To track already detected objects in a video, you need a method that maintains consistent identities for objects across frames. This process, called object tracking, relies on associating detections from consecutive frames and updating their positions. The key steps involve initializing tracks for detected objects, predicting their future locations (using motion models), and matching new detections to existing tracks. This ensures each object retains a unique ID even as it moves, occludes, or temporarily leaves the frame. For example, if a car is detected in frame 1, the tracker assigns it an ID and updates its position in frame 2 by linking the new detection to the same ID, even if the car’s appearance changes slightly.
Common algorithms for tracking include the Kalman Filter and the Hungarian algorithm. The Kalman Filter predicts an object’s next position based on its current velocity and motion patterns, which helps handle temporary occlusions. The Hungarian algorithm matches detected objects in the current frame to existing tracks by solving a cost matrix, where lower costs indicate stronger matches. For instance, if two cars are detected in adjacent frames, the algorithm calculates the distance between their bounding boxes and assigns the closest matches. More advanced methods like SORT (Simple Online and Realtime Tracking) combine these techniques, using Kalman Filters for prediction and the Hungarian algorithm for data association. Deep learning-based trackers, such as DeepSORT, add appearance descriptors (e.g., neural network embeddings) to improve matching accuracy when objects look similar.

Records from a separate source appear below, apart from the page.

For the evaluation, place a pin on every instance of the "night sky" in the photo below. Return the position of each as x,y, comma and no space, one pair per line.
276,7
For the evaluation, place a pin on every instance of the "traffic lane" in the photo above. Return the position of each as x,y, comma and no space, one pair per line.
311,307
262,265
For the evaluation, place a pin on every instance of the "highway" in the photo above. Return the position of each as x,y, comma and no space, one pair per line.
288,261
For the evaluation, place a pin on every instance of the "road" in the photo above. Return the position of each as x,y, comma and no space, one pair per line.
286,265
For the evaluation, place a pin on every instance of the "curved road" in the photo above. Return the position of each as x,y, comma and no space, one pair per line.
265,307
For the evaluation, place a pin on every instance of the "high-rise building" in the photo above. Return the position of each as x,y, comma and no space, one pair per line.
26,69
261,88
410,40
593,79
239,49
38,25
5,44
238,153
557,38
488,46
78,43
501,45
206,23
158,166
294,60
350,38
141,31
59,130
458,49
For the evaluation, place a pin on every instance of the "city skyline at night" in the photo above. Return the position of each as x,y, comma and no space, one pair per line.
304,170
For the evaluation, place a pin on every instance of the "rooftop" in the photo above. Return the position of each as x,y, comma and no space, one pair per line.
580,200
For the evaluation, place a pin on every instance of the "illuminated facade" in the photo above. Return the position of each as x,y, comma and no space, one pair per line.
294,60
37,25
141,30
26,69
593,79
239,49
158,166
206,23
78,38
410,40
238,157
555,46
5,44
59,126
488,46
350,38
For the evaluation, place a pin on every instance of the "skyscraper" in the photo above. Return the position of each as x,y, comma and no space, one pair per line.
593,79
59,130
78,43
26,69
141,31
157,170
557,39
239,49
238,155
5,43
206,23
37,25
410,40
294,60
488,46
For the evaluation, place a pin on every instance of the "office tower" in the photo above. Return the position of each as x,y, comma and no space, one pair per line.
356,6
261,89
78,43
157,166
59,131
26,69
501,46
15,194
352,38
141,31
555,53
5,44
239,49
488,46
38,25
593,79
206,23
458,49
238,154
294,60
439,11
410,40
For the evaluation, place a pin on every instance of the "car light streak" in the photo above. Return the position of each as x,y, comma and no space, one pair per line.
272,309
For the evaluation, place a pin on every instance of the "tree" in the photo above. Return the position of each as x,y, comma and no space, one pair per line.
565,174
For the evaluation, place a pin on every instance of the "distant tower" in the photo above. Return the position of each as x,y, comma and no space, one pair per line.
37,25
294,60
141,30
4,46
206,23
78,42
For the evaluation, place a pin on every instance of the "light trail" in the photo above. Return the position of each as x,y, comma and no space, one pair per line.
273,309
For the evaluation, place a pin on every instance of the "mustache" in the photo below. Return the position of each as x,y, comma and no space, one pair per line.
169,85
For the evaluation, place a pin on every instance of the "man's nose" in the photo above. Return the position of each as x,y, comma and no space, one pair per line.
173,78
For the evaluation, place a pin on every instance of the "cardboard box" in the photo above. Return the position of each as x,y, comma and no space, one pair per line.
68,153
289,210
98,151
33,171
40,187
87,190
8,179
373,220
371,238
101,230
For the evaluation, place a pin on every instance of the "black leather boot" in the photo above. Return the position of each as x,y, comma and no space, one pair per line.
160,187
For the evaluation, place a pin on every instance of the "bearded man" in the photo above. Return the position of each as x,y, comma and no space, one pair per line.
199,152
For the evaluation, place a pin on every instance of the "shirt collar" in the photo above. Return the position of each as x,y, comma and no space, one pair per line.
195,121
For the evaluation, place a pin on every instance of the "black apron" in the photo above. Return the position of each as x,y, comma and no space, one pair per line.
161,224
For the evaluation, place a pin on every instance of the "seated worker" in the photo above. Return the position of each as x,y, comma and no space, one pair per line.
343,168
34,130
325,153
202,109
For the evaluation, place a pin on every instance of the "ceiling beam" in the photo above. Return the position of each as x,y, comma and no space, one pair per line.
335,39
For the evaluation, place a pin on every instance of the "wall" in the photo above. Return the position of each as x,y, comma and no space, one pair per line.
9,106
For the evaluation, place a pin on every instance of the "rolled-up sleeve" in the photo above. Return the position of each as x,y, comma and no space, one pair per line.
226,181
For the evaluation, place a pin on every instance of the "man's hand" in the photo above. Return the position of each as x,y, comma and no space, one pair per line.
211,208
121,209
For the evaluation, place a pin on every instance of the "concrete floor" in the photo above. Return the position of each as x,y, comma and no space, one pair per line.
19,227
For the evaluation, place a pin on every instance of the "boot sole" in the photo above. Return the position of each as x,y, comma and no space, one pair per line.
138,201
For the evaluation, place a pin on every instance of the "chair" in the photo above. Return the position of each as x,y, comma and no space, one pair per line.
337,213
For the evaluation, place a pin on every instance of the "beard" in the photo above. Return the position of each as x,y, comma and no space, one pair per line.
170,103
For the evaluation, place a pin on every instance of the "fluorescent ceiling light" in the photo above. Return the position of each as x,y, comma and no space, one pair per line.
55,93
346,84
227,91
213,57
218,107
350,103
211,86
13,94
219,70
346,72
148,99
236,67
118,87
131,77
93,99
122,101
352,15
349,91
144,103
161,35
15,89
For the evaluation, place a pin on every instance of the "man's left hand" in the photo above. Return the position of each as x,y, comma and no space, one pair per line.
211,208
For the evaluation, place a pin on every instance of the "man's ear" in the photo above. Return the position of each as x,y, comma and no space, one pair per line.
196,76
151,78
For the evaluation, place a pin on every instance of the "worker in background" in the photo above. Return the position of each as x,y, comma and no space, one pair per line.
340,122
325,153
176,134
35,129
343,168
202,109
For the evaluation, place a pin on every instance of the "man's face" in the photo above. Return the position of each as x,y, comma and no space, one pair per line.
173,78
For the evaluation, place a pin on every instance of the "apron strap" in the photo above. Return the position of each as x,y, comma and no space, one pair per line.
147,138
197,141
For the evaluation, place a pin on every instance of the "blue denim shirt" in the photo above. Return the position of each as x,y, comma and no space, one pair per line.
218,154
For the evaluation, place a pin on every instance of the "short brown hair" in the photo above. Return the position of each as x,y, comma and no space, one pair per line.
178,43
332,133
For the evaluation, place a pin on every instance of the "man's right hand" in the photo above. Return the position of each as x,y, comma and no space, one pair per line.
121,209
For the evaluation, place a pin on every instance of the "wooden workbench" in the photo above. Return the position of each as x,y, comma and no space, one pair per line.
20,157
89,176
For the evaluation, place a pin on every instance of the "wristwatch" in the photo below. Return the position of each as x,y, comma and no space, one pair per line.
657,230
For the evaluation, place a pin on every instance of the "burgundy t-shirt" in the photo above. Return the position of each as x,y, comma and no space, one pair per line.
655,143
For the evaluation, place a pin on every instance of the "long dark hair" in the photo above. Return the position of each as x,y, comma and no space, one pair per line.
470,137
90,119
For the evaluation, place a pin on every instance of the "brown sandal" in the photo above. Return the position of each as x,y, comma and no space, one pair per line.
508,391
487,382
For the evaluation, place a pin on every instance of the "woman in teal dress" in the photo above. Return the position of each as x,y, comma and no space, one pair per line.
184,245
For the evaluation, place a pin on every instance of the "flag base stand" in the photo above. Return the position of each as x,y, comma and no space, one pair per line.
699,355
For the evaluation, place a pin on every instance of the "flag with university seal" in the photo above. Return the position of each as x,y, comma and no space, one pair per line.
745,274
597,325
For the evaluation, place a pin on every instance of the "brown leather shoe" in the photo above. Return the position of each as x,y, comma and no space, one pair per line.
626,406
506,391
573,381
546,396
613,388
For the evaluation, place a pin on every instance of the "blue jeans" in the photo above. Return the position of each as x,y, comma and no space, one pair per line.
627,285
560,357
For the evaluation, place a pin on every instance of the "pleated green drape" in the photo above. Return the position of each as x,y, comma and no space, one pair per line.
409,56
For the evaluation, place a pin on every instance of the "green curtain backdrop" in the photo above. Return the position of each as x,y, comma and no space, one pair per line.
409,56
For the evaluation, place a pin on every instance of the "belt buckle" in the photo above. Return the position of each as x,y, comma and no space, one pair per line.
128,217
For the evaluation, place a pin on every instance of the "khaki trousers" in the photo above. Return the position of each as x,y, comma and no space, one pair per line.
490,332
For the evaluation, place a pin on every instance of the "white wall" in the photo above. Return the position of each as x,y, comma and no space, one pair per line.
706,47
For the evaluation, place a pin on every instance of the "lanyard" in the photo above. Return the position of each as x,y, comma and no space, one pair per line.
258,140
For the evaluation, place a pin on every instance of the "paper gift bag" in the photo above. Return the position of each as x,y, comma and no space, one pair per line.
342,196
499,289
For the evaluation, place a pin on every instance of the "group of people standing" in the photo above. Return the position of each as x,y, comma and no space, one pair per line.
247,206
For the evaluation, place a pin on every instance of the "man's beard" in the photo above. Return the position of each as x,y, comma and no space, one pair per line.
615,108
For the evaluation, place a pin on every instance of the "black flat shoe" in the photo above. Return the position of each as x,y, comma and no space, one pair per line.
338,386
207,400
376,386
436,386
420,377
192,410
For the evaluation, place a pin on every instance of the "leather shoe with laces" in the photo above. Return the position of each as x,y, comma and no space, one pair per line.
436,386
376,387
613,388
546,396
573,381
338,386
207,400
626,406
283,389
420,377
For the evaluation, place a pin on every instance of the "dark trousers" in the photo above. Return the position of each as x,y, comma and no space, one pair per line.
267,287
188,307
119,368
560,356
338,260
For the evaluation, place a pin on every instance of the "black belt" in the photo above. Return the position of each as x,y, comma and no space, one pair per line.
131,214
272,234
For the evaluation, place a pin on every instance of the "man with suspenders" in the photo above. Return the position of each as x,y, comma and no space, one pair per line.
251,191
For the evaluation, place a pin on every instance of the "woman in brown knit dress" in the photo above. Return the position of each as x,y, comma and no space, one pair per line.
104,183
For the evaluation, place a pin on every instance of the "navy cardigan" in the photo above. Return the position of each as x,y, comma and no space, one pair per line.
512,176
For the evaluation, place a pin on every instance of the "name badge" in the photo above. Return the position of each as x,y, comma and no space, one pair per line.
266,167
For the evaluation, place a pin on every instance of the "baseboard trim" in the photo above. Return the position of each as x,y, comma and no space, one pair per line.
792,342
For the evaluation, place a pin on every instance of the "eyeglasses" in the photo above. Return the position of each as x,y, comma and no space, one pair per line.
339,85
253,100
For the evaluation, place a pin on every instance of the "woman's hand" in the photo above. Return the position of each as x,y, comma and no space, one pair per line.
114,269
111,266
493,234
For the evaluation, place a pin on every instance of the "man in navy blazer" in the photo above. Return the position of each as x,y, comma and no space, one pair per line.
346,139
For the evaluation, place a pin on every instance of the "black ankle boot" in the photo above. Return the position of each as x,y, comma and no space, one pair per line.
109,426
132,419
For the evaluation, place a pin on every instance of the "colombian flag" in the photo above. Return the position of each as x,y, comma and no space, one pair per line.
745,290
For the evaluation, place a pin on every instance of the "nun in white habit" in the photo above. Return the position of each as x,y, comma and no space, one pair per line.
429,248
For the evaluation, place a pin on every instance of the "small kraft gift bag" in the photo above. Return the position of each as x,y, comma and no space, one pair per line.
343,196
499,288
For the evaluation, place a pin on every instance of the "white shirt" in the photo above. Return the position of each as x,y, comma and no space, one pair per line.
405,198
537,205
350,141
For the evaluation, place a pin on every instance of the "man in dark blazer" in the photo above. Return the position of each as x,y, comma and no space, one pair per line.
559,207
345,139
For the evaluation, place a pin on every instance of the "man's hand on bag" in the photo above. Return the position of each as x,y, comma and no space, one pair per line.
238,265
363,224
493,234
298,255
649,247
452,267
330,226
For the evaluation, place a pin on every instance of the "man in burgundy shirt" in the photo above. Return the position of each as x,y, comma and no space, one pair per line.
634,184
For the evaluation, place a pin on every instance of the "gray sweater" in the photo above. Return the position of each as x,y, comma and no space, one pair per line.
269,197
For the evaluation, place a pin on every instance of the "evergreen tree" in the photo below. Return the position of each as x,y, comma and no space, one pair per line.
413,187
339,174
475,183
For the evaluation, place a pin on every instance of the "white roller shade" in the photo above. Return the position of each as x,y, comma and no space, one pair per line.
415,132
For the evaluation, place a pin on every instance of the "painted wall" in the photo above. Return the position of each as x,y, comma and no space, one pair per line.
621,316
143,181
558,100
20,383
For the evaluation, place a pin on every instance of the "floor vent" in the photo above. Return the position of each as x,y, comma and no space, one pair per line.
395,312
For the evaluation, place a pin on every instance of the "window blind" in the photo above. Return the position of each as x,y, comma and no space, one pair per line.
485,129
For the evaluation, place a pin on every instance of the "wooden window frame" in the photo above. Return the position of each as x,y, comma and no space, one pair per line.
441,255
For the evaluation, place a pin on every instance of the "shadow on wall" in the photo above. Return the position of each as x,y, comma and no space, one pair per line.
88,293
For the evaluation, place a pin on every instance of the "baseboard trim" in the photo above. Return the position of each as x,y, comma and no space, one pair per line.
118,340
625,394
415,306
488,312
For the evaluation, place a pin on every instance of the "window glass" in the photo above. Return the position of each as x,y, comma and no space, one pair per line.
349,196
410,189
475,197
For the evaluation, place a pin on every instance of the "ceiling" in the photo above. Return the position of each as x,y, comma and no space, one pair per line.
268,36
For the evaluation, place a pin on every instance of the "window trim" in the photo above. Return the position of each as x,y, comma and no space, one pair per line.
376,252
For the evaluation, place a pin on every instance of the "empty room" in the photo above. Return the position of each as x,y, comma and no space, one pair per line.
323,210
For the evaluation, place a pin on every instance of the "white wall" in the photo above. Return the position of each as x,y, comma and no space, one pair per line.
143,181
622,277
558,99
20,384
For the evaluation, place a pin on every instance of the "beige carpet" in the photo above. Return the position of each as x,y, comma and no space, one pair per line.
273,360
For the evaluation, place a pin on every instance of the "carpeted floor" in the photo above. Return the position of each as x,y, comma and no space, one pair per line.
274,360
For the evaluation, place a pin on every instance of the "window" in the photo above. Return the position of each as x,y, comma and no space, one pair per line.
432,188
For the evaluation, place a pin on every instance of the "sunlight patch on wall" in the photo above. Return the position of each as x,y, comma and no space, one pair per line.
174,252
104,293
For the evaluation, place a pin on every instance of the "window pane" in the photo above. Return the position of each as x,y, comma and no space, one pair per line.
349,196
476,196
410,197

To implement tracking, start with a detection framework like YOLO or Faster R-CNN to generate bounding boxes for each frame. Then, use a tracking library like OpenCV (with built-in trackers such as KCF or CSRT) or a dedicated toolkit like the tracker module in Python’s Dlib library. For multi-object scenarios, integrate SORT or DeepSORT, which are designed to handle ID assignments and occlusions. For example, using DeepSORT, you’d first run a detector on each frame, extract appearance features from bounding boxes, and then match them to existing tracks using both motion and feature similarity. Challenges include handling rapid motion (which can break Kalman predictions) and computational efficiency—optimizations like limiting feature extraction to regions of interest can help. Testing with public datasets like MOTChallenge can validate performance metrics like IDF1 (identification accuracy) and MOTA (multi-object tracking accuracy).